During an initial unpiloted test flight in December 2019, unexpected software and communications glitches prevented a planned rendezvous with the space station. Boeing corrected those problems and opted to carry out a second uncrewed test flight, at its own expense.
But during the second countdown, engineers ran into problems with stuck propulsion system valves in the Starliner’s service module. Engineers eventually traced the problem to moisture intrusion and corrosion, triggering another lengthy delay.
The second Starliner test flight in May 2022 was a success, docking at the space station as planned and returning to Earth with a pinpoint landing. But in the wake of the flight, engineers discovered fresh problems: trouble with parachute harness connectors and concern about protective tape wrapped around wiring that could catch fire in a short circuit.
Work to correct those issues pushed the first crewed flight to this year. When all was said and done, Boeing spent more than $1 billion of its own money to pay for the additional test flight and corrective actions.
A critical mission for Boeing
The CFT launching comes at a critical time for Boeing given the aftermath of two highly publicized 737 Max crashes in 2018 and 2019 and more recently, the blowout of a cabin door “plug” during an Alaska Airlines flight that has raised fresh questions about the company’s safety culture.
For his part, Wilmore said he didn’t view the Starliner launch in the context of Boeing’s trouble with its airplanes.
“I don’t think it has necessarily anything to do with Boeing and a flight going off,” he said. “They’re all vitally important.
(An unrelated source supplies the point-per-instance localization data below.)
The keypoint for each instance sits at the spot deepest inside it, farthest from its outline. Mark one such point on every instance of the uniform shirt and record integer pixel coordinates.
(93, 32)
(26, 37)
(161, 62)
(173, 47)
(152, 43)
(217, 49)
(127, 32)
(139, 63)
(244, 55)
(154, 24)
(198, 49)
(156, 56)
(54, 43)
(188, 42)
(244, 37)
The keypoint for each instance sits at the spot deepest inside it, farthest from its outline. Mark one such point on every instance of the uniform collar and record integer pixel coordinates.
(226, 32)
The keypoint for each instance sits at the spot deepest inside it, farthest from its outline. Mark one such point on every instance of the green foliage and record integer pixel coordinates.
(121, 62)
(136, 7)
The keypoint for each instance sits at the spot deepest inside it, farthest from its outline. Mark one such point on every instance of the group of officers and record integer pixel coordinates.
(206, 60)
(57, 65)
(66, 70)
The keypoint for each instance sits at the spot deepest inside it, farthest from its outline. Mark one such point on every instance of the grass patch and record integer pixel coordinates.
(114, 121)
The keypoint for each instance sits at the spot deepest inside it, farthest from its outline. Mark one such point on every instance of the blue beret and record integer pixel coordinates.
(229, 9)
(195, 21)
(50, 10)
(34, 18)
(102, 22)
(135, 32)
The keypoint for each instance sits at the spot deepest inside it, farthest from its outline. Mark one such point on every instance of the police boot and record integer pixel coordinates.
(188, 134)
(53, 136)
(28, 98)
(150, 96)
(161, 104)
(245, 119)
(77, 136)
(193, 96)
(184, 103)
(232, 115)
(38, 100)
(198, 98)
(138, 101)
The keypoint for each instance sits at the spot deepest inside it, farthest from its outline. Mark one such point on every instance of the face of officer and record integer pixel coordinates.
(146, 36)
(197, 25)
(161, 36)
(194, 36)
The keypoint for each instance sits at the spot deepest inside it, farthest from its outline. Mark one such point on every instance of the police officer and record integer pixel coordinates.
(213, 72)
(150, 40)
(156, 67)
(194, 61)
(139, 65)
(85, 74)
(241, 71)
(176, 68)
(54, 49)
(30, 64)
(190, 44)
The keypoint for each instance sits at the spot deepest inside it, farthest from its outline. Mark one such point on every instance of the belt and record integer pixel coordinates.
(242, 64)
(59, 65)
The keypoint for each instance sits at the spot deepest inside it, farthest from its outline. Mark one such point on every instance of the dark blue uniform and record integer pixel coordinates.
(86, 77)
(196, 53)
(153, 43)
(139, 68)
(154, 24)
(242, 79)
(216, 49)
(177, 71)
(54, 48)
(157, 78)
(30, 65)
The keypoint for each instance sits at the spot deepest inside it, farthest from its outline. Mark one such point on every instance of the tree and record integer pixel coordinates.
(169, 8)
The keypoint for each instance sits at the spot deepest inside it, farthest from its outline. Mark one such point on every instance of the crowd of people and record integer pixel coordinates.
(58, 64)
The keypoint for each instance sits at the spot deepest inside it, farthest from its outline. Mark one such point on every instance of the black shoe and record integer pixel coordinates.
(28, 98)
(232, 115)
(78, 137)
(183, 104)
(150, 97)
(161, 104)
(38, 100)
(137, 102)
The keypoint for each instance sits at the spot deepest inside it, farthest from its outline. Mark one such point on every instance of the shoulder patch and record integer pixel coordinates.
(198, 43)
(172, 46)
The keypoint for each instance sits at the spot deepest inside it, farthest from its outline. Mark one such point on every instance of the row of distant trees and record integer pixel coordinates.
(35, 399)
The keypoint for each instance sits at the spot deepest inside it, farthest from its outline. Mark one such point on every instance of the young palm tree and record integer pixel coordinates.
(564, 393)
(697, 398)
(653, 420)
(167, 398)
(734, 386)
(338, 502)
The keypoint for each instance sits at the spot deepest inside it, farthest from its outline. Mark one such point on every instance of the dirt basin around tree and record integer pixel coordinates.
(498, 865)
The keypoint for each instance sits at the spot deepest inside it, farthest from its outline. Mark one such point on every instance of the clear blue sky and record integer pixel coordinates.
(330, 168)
This is human spaceflight. That adage you’ve heard since Apollo 13, failure is not an option? That has nothing specifically to do with Boeing or this program. That’s all the things that we do in human spaceflight.
“So, this one is no more or less important than anything else we’re doing,” he said. “It just happens to be the most important one we’re doing right now.”
Williams acknowledged the Starliner’s rocky road to launch. “I’m not going to say it’s been easy. It’s a little bit of (an) emotional roller coaster.”
But, she added, “We knew we would get here eventually. It’s a solid spacecraft. I don’t think I would really want to be in any other place right now.”